Namun, aku masih tetap penasaran. Aku menyikutmu, “Kenapa mau, Kak? Ini pernikahan yang sia-sia. Kakak tak takut dosa?” pelan dan dengan volume kecil setengah berbisik, aku bertanya padamu saat kau telah selesai berdandan.
Mata elang milikmu menatapku. Tak bisa kudeskripsikan makna tatapan itu. Ada luka, ada takut, ada cemas, ada gugup, ada…. ah, tak bisa terdeskripsikan lebih nyata lagi. Campur aduk semuanya.
Kau tersenyum, “Tak apa-apa!” Jawabanmu sangat kontras dengan mimik wajahmu yang tegang dan cemas.
“Ini bukan masalah apa atau tak apa-apa, Kak. Ini tentang dosa. Tentang pertanggungjawaban di akhirat kelak. Kasihan Kak Hani,” suaraku agak menegang. Namun, aku tetap berusaha mengontrol suaraku agar tak memicu pandang yang lain.
Kau tersenyum lagi. Aku kehabisan kata-kata.
“Ayo, Nak! Pernikahannya sudah mau dimulai,” Bibi datang dan menghentikan percakapanku denganmu. Kau segera berlalu mengikuti langkah bibi. Aku sempat melihat tanganmu menggigil sebelum berlalu.
* * *
“Saya terima nikahnya Haniati binti Mansur dengan mas kawin sebuah kitab suci Al Quran dibayar tunai!” 
Dan akhirnya ijab kabulpun tunai di samping jenazah Kak Hani yang terbujur kaku. Statusmu pun resmi berubah menjadi duda.
Aku menyeka air mata yang mulai tumpah lagi. Kak Hani, aku membayangkan ia menikah dalam keadaan hidup. Betapa bahagianya wajah kak Hani dalam imajinasiku.
“Kakak akan menikah suatu hari nanti, terus punya anak yang lucu-lucu!” Masih kuingat jelas perbincangan kami tepat di hari ulang tahun Kak Hani yang ke-22, satu minggu yang lalu.
“Aamiin! Segera, Kak!”
“Secepatnya!” Kak Hani tersenyum.
Dan kini, Kak Hani telah menikah. Sesuai keinginan yang ia lontarkan padaku waktu itu. Meskipun akhirnya, Kak Hani menikah tanpa nyawa.
* * *
Pekuburan ini telah lengang. Jasad Kak Hani telah dikembalikan ke bumi. Pelayat-pelayat satu persatu meninggalkan tanah pekuburan ini. Sampai akhirnya keluagaku, inaq [2], amaq, dan saudara-saudaraku yang lain berlalu.
Aku mencium nisan kak Hani sebelum berlalu. Namun, aku urung pergi saat melihat kau masih berjongkok di sisi kubur kak Hani. Aku tak percaya, kau menangis.
“Maaf, Hani,” Kau terisak sambil memegang nisan, “Aku tak berniat membuatmu seperti ini.”
Aku memegang bahumu, “Ayo, kak Hari! Kita pulang!”

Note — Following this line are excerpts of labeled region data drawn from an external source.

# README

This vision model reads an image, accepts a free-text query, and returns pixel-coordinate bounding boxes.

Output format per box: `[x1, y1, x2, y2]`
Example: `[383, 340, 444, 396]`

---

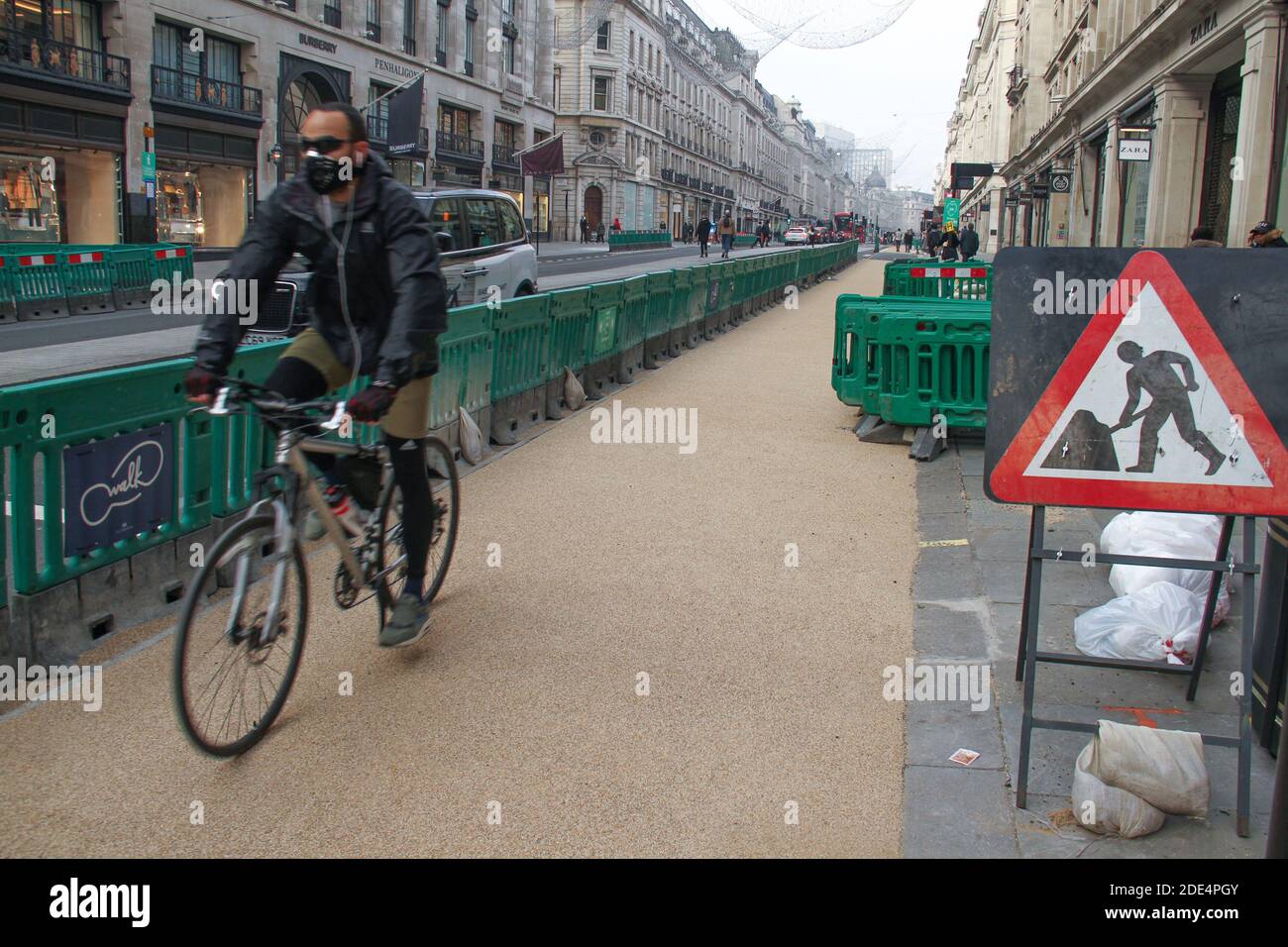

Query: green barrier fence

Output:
[492, 294, 550, 402]
[884, 262, 993, 300]
[0, 241, 865, 607]
[549, 286, 591, 381]
[832, 295, 992, 429]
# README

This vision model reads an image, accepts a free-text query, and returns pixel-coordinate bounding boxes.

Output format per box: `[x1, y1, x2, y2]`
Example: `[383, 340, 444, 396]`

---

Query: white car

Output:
[242, 188, 537, 346]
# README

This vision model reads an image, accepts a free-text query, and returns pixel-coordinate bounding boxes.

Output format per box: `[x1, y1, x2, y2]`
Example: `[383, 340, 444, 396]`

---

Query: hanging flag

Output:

Kau menggeleng, “Aku telah berdosa! Hani meninggal gara-gara aku.”
“Maksud Kak Hari?” aku tak mengerti sampai akhirnya panjang lebar kau menjelaskan.

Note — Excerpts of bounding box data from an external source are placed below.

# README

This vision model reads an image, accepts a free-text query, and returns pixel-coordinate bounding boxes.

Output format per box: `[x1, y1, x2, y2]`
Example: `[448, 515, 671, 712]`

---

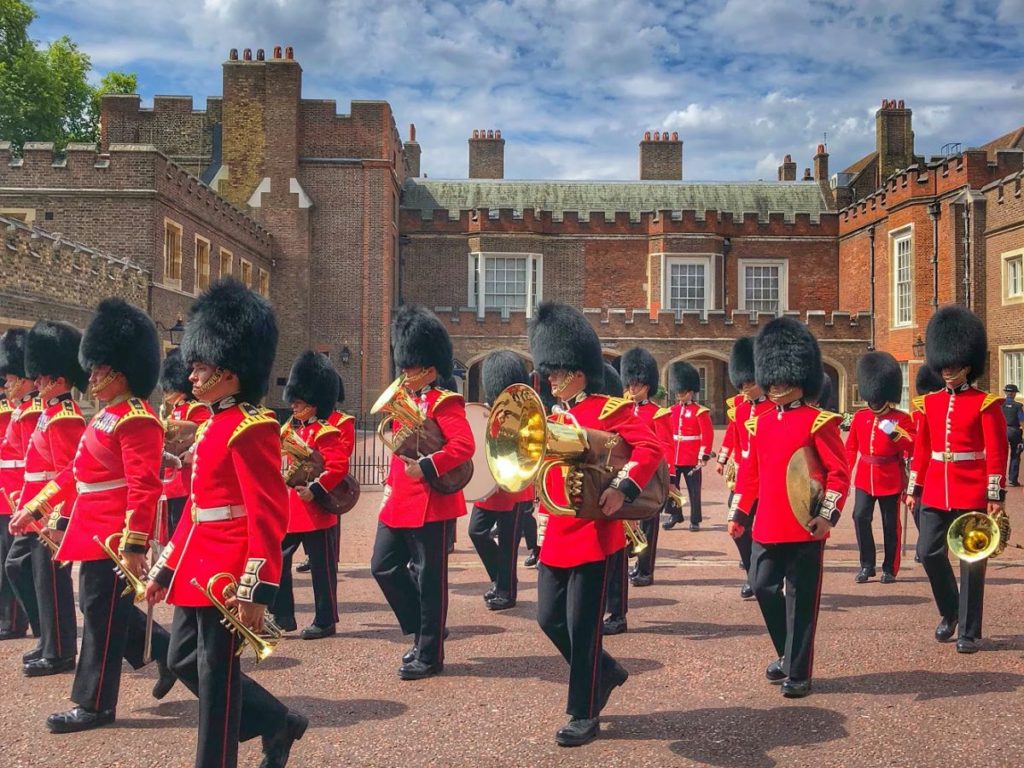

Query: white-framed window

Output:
[467, 253, 544, 316]
[662, 255, 715, 312]
[892, 229, 913, 328]
[739, 259, 790, 314]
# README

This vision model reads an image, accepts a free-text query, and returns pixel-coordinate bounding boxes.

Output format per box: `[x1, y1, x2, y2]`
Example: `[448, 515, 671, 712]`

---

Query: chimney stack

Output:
[640, 131, 683, 181]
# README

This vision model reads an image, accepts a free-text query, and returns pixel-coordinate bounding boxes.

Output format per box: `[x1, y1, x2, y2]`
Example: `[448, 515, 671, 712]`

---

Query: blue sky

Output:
[31, 0, 1024, 180]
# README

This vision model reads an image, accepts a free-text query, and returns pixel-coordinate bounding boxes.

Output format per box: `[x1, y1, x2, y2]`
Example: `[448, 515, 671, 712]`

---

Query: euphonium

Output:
[92, 534, 145, 603]
[191, 571, 284, 663]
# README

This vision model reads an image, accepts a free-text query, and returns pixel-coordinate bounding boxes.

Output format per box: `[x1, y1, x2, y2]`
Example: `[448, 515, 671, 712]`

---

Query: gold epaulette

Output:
[227, 402, 278, 445]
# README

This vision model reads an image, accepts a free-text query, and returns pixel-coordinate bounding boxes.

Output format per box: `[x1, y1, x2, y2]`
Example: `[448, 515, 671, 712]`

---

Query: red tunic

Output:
[846, 408, 914, 496]
[541, 394, 665, 568]
[380, 387, 475, 528]
[733, 400, 850, 544]
[907, 384, 1009, 510]
[669, 402, 715, 467]
[282, 414, 355, 534]
[151, 398, 288, 607]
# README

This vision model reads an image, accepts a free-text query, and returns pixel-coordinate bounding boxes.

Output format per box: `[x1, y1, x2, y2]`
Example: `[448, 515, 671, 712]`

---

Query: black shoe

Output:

“Aku yang menyebabkan angkutan yang ditumpangi Hani masuk jurang. Angkutan itu  mencoba menghindariku yang menyalip truk dari arah berlawanan. Supir banting setir ke kiri kemudian tak mampu mengendalikan laju mobil sehingga lolos masuk jurang.”
Pengakuan itu begitu menyakitkan. Aku seperti tak menapak bumi. Rahasia yang sungguh menyakitkan bagiku dan bagi keluargaku jikalau mereka tahu.
“Kenapa?” aku menangis, “Kenapa baru katakan sekarang?”
“Maafkan kakak,” Kau menangis dalam tunduk, “Kakak tak sengaja!”
Aku menatapmu dengan kecewa yang membuncah. Kau pahlawan yang tak lebih dari seorang pembunuh di mataku kini. Aku berlari membawa airmata, pulang.
Aku menengok ke belakang sesaat, melihatmu memeluk nisan Kak Hani dalam tangis yang semakin menjadi. Tapi aku tak peduli. Luka ini lebih perih lagi.

Epilog
Untuk menebus rasa bersalahmu, kau menyerahkan diri pada polisi. Saat aku menjengukmu di bui, kau menyambutku dengan senyum. Dan aku tak punya alasan untuk tidak membalas senyummu. Karena aku yakin, kak Hani juga telah memaafkanmu.
***

Keterangan:
[1] Amaq: Bapak dalam bahasa Lombok
[2] Inaq: Ibu dalam bahasa Lombok

**Terinspirasi dari sebuah kebiasaan masyarakat di sebuah dusun di Lombok yang menikahkan gadis-gadis yang meninggal dalam usia muda.